I'm pretty sure all of the creativity has been drained out of my body this summer. Even on the rare occasions I get onto Pintrest, all I can think is, "Well that's too expensive" or "That sounds like a lot of work!". Seriously?! I used to be kind of fun... or could at least replicate fun with a structured activity some other woman had the energy to create and then post on a blog and connect to Pintrest.
So this afternoon I decided to take the kids to Home Depot to get sand for the sandbox. (Yep, I haven't even been fun enough this year to put sand in the sandbox!) After that we went to the dollar store to get some cheap sand toys. We brought home our treasures and I began the awesome task of getting the sand to the backyard, poured into the sandbox and de-tagging the toys. As I was struggling to open the three bags of sand, just like I do every year, it happened.
My four year old, with the innocent face and smiley eyes, looked at me and said, "I believe in you!". I can't imagine the look of shock I must have given him, but he continued. "I believe in you... and God believes in you too... I believe in you Mommy!". Then it hit me like a 50 pound bag of sand to the chest, I can't remember the last time someone said to me, "I believe in you"! No clue. My pre-schooler had just affirmed me in a way I can't remember the last time an adult affirmed me-- and all for opening a stubborn bag of sand.
Now, the point of this is not to say "Whoa is me! No one ever encourages me!" because that simply is not true. I have two incredible friends who are great encouragers, as well as a husband who has learned to be a pretty good encourager himself.
No, David's innocent comment hit me like a ton of bricks because no one ever needs to believe in me.
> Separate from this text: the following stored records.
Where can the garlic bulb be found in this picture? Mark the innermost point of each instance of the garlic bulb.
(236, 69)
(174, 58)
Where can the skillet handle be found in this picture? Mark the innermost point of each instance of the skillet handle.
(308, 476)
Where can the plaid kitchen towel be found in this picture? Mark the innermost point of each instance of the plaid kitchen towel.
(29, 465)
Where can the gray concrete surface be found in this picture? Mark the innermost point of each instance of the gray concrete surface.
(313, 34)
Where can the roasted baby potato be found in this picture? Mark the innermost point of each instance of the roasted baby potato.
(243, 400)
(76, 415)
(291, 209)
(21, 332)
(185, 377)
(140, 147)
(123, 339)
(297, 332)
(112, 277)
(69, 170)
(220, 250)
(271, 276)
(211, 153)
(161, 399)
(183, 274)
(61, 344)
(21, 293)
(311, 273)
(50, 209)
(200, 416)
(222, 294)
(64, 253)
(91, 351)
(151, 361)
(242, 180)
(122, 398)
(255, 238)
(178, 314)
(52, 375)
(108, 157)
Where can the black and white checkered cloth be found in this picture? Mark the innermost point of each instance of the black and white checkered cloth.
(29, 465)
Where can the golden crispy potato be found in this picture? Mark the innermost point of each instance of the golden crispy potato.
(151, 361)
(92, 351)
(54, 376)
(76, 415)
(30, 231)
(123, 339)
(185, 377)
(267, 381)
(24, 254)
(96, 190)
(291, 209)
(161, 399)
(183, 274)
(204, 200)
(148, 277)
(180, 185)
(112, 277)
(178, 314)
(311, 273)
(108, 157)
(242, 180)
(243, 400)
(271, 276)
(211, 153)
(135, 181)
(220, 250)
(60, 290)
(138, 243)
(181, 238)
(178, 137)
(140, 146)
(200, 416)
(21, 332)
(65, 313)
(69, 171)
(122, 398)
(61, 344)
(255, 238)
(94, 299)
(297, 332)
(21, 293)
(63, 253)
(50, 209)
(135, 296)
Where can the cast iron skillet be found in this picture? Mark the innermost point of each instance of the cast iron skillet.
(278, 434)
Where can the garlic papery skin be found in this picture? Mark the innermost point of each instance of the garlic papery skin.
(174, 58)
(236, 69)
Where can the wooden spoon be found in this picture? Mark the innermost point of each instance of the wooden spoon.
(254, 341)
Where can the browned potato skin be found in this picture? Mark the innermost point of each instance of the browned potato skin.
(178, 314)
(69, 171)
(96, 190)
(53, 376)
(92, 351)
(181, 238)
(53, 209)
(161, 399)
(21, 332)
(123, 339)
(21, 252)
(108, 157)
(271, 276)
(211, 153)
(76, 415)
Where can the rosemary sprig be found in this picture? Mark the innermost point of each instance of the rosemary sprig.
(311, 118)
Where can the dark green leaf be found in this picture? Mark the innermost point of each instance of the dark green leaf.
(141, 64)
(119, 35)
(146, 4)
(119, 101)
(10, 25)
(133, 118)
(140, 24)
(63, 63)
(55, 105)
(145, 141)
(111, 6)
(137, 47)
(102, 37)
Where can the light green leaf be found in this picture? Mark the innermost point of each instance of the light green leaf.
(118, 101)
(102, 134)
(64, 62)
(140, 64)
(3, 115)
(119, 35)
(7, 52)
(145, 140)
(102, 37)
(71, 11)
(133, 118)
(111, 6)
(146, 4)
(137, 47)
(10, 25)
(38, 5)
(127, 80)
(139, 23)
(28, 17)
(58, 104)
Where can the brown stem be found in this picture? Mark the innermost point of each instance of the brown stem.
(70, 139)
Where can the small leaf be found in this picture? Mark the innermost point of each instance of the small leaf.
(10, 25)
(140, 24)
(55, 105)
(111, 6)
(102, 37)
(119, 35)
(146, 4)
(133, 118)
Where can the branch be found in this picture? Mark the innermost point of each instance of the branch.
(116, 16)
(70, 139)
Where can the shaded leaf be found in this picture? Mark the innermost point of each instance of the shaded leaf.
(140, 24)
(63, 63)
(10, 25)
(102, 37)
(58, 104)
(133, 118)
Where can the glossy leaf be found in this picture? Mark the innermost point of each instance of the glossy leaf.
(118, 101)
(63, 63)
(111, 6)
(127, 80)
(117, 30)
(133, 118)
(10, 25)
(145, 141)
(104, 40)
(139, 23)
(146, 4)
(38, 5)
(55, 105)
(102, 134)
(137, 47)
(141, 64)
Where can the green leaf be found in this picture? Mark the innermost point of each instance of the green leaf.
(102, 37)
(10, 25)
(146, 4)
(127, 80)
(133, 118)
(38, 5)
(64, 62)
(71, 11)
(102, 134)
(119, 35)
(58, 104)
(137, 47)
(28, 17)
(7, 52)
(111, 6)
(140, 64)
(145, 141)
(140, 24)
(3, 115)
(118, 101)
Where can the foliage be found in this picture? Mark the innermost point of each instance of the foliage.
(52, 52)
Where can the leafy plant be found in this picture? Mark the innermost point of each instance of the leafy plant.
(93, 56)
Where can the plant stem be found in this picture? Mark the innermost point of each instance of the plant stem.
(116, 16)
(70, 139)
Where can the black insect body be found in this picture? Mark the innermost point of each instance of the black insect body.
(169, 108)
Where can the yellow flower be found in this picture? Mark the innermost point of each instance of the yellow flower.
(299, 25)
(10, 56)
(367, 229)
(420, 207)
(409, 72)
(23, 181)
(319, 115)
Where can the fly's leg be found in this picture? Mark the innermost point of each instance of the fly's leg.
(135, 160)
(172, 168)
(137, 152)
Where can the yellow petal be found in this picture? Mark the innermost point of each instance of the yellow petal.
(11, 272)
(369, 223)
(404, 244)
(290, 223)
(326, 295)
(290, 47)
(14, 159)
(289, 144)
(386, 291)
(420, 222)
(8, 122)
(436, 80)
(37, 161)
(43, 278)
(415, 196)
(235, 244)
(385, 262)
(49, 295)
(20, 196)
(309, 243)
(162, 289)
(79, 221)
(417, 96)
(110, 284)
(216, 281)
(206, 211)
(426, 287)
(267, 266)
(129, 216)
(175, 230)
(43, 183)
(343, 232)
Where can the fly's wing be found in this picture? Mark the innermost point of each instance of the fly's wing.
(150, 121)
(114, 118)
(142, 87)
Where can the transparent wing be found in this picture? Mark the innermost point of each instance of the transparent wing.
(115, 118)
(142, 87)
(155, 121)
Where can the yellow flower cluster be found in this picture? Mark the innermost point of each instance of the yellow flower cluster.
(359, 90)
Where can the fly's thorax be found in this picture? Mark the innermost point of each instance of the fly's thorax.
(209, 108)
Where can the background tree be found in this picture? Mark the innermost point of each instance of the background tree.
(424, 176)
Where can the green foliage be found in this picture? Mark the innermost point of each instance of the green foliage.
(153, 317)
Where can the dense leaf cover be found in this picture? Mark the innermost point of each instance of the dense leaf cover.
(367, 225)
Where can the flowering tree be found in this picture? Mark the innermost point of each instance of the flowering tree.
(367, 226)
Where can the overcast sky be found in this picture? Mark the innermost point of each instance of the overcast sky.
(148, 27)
Being a stay at home mom is no cake walk, but the biggest risks I take in a day are walking into Walmart with three children or trying a new brand of peanut butter. I do very little that requires actual bravery. How can anyone say things like, "I believe in you" when there is nothing in my life that requires me to do something outside my comfort zone?
The second thing that hit me was the thought I also can not remember the last time I told someone I believed in him/ her. I have brave people all around me-- those about to re-enter the workforce after years of at home mommy-dom, those who attempt to lead a reluctant friend to Jesus-- those are brave endeavors! But, I never tell those women they are brave. Who knows, maybe they can't remember the last time someone said those words to them either.
Goal #1: Call a friend out when she's feeling brave.
Goal #2: Do one of the (many) things I have felt too scared to do.
Goal #3: Keep reminding myself I have a God and a 4 year old who believe in me!